Monday, September 19, 2011

animal sightings report: a Sunday afternoon in Yellowstone

Yesterday we decided after church to drive down to Yellowstone: Josh had told me about the beautiful and strange sound of elk calls, and we needed to get down to the park while the elk were still feeling romantic. Lucky for us, it was a romantic day for the animals of this national park.

Here are some things we did not have: a camera, binoculars, sighting scope, video camera, jackets.

Here are supplies we picked up at the grocery store: carrots, apples, ginger ale, Better Cheddars, cheap sandwich cookies (because Josh said you have to have them on a trip to Yellowstone).

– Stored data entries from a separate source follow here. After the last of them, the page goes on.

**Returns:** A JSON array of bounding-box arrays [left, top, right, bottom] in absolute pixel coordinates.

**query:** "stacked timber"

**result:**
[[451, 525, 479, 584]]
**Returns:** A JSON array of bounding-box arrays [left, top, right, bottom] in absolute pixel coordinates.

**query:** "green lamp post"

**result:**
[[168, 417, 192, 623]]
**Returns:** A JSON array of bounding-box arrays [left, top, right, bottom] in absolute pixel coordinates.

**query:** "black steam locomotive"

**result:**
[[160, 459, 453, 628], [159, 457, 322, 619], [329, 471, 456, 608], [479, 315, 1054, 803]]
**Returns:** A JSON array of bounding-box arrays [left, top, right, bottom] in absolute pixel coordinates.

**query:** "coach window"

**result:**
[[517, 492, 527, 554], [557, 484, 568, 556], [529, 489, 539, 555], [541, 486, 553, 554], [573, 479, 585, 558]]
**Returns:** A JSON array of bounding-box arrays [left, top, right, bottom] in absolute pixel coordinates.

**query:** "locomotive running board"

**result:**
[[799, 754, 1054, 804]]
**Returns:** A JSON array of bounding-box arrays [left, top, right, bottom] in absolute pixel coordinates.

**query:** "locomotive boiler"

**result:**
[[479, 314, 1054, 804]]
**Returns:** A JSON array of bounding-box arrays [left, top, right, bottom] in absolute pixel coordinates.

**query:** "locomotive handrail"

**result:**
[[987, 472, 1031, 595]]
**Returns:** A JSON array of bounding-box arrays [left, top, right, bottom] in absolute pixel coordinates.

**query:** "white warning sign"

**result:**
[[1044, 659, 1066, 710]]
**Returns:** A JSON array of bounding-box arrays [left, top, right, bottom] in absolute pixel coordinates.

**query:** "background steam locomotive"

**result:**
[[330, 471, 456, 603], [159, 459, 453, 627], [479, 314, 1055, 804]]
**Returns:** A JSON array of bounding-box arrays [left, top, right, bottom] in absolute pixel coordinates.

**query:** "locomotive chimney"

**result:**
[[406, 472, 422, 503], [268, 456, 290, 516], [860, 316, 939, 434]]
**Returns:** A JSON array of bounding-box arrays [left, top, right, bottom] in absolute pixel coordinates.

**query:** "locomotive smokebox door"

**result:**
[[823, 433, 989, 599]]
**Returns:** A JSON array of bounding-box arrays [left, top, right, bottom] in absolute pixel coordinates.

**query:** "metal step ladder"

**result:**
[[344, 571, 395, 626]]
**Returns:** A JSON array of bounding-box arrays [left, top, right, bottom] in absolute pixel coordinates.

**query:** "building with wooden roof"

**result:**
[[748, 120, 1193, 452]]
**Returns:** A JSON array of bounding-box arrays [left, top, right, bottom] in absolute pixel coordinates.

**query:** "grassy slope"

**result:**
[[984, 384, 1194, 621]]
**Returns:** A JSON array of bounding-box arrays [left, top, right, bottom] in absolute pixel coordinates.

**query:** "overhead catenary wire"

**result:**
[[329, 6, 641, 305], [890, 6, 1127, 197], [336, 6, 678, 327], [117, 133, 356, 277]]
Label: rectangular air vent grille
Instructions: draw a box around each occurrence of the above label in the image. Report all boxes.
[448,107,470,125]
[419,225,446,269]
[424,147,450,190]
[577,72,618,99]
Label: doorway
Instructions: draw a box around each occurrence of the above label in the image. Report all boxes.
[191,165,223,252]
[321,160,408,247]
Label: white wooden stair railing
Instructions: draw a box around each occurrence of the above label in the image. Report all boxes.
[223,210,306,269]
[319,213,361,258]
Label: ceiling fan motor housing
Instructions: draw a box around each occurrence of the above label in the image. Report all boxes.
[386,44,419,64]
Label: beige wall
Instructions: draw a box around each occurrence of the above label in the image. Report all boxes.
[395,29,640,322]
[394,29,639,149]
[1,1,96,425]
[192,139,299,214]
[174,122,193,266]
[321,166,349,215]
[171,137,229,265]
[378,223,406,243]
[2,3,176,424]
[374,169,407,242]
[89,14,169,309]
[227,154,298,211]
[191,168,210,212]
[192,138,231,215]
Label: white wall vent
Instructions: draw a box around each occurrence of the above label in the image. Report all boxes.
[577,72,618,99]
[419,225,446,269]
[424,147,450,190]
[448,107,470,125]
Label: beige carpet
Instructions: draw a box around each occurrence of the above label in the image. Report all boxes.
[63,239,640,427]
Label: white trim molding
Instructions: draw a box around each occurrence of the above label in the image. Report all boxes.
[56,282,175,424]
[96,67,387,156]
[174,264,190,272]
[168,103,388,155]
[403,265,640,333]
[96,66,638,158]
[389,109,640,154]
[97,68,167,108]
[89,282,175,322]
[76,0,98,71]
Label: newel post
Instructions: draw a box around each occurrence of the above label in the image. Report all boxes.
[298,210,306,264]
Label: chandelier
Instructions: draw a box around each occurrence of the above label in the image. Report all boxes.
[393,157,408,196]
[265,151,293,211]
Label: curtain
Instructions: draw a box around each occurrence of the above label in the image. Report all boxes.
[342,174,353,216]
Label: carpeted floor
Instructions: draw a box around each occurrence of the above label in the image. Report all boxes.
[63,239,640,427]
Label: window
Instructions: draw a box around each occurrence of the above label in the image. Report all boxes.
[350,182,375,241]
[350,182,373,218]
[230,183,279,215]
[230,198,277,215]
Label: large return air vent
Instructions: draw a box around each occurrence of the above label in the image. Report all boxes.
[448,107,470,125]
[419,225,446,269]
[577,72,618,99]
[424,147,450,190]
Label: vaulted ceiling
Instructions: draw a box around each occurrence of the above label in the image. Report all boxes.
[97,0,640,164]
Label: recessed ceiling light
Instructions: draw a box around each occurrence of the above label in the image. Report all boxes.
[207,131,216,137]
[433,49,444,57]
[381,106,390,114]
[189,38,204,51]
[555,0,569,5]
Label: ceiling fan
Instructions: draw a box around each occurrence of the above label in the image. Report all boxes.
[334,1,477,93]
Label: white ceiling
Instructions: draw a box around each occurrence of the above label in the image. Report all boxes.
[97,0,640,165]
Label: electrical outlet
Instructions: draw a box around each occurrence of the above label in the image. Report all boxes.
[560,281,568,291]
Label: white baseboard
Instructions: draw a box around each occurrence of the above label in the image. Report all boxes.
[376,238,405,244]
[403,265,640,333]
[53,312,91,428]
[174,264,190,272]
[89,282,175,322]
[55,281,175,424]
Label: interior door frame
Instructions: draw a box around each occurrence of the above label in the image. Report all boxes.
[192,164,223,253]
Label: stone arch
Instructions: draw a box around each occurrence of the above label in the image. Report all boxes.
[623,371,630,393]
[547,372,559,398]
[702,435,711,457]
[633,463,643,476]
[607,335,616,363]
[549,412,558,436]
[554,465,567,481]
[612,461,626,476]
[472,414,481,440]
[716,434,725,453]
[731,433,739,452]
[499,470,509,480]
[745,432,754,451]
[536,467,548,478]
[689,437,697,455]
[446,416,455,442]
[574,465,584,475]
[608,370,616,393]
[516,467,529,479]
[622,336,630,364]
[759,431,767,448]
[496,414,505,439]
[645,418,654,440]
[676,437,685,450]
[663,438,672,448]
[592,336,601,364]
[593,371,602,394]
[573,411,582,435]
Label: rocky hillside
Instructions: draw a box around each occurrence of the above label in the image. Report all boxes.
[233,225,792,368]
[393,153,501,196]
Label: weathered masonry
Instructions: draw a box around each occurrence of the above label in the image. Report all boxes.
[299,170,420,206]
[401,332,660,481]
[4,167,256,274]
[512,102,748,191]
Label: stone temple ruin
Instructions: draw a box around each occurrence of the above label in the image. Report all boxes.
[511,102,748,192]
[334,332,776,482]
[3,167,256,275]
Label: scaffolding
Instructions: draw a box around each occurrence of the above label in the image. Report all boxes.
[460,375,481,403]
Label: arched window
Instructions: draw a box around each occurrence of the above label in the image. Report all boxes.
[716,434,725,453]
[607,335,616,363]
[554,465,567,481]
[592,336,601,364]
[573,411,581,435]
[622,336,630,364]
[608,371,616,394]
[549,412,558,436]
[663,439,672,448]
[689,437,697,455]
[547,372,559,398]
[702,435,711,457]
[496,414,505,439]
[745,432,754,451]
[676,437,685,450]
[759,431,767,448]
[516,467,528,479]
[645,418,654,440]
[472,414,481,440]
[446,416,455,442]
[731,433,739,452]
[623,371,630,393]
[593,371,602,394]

Here are the animals we saw between 1:30 and 6:30 p.m. (I kept a tally on my map):
  • bears (probable): 3, from a distance, at least two probably black bears
  • buffalo/bison: I counted 6, and then a huge herd, and then lost count because there were so many in the park, but the last memorable pairs were
    • two by a river feeling quite amorous
    • a mama and little one nursing by another stream, but it looked like the mama was weaning the little one--after a little while, she nudged it toward the grass, and then spun around in circles to make her point clear, and then they were both eating grass
  • coyote: 1, in a field! pouncing on some prey!
  • grizzly bears: 3, up close, as in 40 yards or less (we stayed in the car)! A mama and two cubs crossing the street and then climbing a hill covered in fallen logs close to the West Thumb of Yellowstone Lake! Their ambling steps made the fir on their haunches all silvery in the light.
  • deer: quite a few as dusk descended
  • birds: a lot
  • people: so very many, speaking all sorts of languages, some wearing mittens, many with massive cameras, and many evincing ridiculously risky behaviors to get a good shot
  • moose: 0 (sad face--my one unrealized hope)
  • elk: for most of the drive, I  kept close track: first we saw 2 across a stream, one of them a spike. Then we saw a cow (that's a girl elk) in a stand of trees by a geyser basin. Walking back from the basin, we heard this eerie, beautiful, musical sound. It was a bull elk's love song. If I were an explorer 150 years ago, I would have thought there were fairies in the forest. Then, driving along, we found the probable cause of his song: a harem of lovely cow elk, sitting and eating on both sides of the road. After that, I lost track. When we arrived in Mammoth Hot Springs, the last developed area before the park's North Entrance, traffic slowed and then stopped. It took us a while to realize that there were two bull elk bugling and locking horns in the field to our left! And then as our eyes adjusted to the dusk, we realized that there were maybe two dozen elk in the grassy areas outside the lodge and restaurant. Rangers were keeping people back, but it was all lovely fun. We parked and went inside to use the restrooms, and when we came out the excitement levels were rising: the harem was crossing the street, mamas nudging little ones along, and the bull elk was running at other bull elk, and eventually at cars, to protect his ladies and babies. It was pretty thrilling getting out of there.
And that was our Sunday afternoon in Yellowstone. I guess it's not that typical to see so many bears, so that's a highlight. Also, I can't get the elk music out of my head. You can look up elk calls on YouTube, but I promise, it's much more mysteriously lovely in person.